Navigating the Mazes
Throughout the first weeks of school, this particular student would navigate the mazes of our campus hallways using his cane. When all was “perfect” as far as no physical obstructions on his path, he did very well on his own. However, unintentionally, students and staff would create a sort of obstacle course for him with wheelchairs, walking apparatus, backpacks, trash cans, furniture, etc. It was never on purpose, but until our classroom staff educated others in the school regarding keeping the hallways clear and safe, they didn’t really think about how someone who couldn’t see these obstructions might be negatively affected or even seriously injured.

Creating a Support Team
As the year progressed, in making others in the school aware of his journey, they did a much better job of making his physical path easier by being part of his support team. Once staff and students better understood THIS student, these “minefields” of obstructions have been greatly reduced. The staff makes an effort to place items out of his way to create a safer physical environment for him which provides better opportunities for his independence and success.

“Minefields” for Those with Autism
As I was thinking about this, my students who are diagnosed on the autism spectrum came to mind. They, too, experience these “minefields of ignorance”, but theirs are much more difficult for others to see. Autism is like that – in that if others (especially typical peers) are made aware of how autism impacts a student, then they can do better to provide a safer and more pleasant journey by being part of their support team.

Providing Support
It’s not necessarily physical blockades or obstacles that are the “minefields,” but whatever challenges that a particular student experiences. We can help classmates better recognize sensory issues and how they relate to potential behavioral meltdowns. Helping them understand how they can assist their peers to avoid these situations or at least understand why these situations happen might better support our students with autism.

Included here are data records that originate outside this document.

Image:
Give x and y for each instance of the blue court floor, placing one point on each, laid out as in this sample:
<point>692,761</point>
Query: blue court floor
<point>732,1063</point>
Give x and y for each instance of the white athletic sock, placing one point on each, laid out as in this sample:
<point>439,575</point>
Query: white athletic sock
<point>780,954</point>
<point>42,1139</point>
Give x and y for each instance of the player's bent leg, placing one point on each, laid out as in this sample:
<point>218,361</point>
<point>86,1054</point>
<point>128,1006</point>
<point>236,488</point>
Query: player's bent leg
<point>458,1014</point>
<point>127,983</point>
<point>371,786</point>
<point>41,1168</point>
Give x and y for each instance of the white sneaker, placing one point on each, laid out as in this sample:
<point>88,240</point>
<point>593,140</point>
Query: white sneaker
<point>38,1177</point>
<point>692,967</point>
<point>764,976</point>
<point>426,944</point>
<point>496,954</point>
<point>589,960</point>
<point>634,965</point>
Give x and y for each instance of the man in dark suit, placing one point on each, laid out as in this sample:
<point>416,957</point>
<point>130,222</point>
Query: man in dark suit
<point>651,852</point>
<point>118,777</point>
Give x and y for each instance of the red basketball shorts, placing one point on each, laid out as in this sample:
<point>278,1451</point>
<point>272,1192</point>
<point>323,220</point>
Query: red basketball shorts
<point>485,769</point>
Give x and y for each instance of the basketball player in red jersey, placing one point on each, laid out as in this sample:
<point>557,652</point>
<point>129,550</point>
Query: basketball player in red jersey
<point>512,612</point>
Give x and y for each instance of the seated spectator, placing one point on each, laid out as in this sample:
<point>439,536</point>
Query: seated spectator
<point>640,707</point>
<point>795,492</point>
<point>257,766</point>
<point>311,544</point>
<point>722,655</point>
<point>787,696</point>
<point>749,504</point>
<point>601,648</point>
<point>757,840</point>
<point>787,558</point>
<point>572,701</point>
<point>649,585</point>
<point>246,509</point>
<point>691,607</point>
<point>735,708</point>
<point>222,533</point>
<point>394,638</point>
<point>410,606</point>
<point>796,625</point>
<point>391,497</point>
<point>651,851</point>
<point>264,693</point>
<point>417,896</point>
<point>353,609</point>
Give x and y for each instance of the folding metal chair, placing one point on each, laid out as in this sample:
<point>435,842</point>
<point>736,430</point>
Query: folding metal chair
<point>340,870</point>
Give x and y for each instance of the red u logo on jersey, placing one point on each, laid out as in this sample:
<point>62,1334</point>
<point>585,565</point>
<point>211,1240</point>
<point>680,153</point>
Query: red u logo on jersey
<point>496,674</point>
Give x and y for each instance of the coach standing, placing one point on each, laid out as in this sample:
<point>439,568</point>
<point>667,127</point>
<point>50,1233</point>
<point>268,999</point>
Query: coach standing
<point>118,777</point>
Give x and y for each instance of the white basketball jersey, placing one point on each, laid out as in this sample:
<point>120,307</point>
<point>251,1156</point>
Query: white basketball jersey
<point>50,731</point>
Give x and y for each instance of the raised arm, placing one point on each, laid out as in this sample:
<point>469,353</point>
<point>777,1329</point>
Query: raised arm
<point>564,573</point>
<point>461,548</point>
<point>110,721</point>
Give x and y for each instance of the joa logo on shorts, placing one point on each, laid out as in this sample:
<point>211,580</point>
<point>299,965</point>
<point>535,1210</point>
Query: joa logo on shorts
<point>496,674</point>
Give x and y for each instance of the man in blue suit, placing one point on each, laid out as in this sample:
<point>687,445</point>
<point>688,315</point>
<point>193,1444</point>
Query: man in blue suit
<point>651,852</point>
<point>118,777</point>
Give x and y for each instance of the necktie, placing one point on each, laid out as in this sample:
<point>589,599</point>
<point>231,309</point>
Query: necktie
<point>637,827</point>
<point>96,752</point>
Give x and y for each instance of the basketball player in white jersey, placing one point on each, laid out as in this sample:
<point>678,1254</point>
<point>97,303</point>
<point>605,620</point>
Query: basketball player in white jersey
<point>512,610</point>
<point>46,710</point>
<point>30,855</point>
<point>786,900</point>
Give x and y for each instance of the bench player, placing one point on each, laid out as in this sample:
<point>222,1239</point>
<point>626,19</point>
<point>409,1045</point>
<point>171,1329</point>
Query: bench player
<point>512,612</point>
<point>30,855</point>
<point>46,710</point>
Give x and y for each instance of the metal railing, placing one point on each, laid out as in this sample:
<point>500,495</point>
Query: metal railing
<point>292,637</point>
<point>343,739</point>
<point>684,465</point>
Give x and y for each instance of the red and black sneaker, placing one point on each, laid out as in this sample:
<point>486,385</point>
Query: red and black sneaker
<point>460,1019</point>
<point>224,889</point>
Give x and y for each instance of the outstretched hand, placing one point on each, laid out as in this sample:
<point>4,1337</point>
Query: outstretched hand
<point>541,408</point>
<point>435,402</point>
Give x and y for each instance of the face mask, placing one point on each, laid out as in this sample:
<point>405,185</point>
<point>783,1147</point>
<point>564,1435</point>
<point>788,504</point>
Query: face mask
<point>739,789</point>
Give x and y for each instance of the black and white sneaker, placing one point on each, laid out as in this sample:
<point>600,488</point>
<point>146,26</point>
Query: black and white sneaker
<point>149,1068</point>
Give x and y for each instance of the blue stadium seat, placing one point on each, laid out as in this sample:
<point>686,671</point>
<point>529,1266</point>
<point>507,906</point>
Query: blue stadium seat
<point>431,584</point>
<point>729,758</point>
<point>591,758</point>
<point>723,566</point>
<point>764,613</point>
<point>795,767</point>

For example, educate schoolmates about self-stimulatory or “stimming” behavior in a way that shows that we all “stim,” however, some “stimming” looks more obvious or awkward. Explain how these behaviors can make a child with autism feel safe, comfortable or happy.

Summary
By providing peers and staff with a better understanding of autism, (i.e., how it presents and what we can do to reduce these minefields of ignorance) we can facilitate individuals with autism on their personal journeys. As a support team, we can help them navigate through their daily routine. Minefields of ignorance are not bliss. However, fields of knowledge and understanding can help a child blossom and grow.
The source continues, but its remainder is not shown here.